The next advertisement is a 1978 magazine page for the Air Force. Unlike the first two images, the focus isn't as much on the pilot as it is on the planes themselves, even naming the plane "The Eagle." Underneath the interpellative image, the ad tells a story through three other images. The first is of an air traffic controller who has cleared the plane for takeoff. The next is of two planes flying, likely to a mission based on the context of the images. Finally the last shows a pilot standing next to the plane with the anchorage "mission accomplished" at the bottom. Next to these images is a small article telling the reader that the Air Force is a "great way of life" and why it is. I found this interesting because it claims that all a reader must do to "get all the facts" is call the number at the bottom of the page. However, to an educated reader, the catch-22 of this is that the "facts" are being provided by the institutional apparatus that is the United States Air Force, therefore the regime of truth behind the so-called "facts" are only supported by the institute to which they belong.

Finally, the last image is from the Air Force website.
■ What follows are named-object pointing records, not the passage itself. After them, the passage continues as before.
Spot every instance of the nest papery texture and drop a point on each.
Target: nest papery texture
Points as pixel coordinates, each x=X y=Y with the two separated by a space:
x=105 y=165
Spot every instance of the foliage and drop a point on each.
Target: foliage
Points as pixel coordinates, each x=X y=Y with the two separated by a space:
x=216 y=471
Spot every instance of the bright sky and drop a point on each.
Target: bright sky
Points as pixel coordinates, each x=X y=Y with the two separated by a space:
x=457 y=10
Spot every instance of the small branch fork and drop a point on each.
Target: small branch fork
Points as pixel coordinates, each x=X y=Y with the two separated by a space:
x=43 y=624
The Air Force uses the slogan "Above All" both as a catchy interpellative phrase and also to establish part of their regime of truth in stating that they are the best. The anchor to the left side of the site claims that the Air Force can protect America in a "changing world". Because this image is from the site, the institutional apparatus of the Air Force already assumes the attention of the audience, as well as the authority of creating certain truth claims about itself. One of the most recent advertising campaigns by the Air Force is all about futuristic technologies being developed and used. The popular slogan "It's not science fiction" is all over the website, which tends to reach out to a certain audience, specifically young males, much like the other ads. The audiencing is much more covert in this instance than in many others, however, and even though the target audience is still a male audience, it does not explicitly cite a gendered target audience.

The use of the futuristic style is a form of propaganda in itself. It plays into the now common role of entertainment through a medium in order to advertise a certain cause, in this case the United States Air Force. According to Combs, this kind of propaganda is produced within "social order as a creature of the manipulation of "popular reality" made into a kind of pervasive media propaganda" (Combs, Film Propaganda and American Politics: An Analysis and Filmography)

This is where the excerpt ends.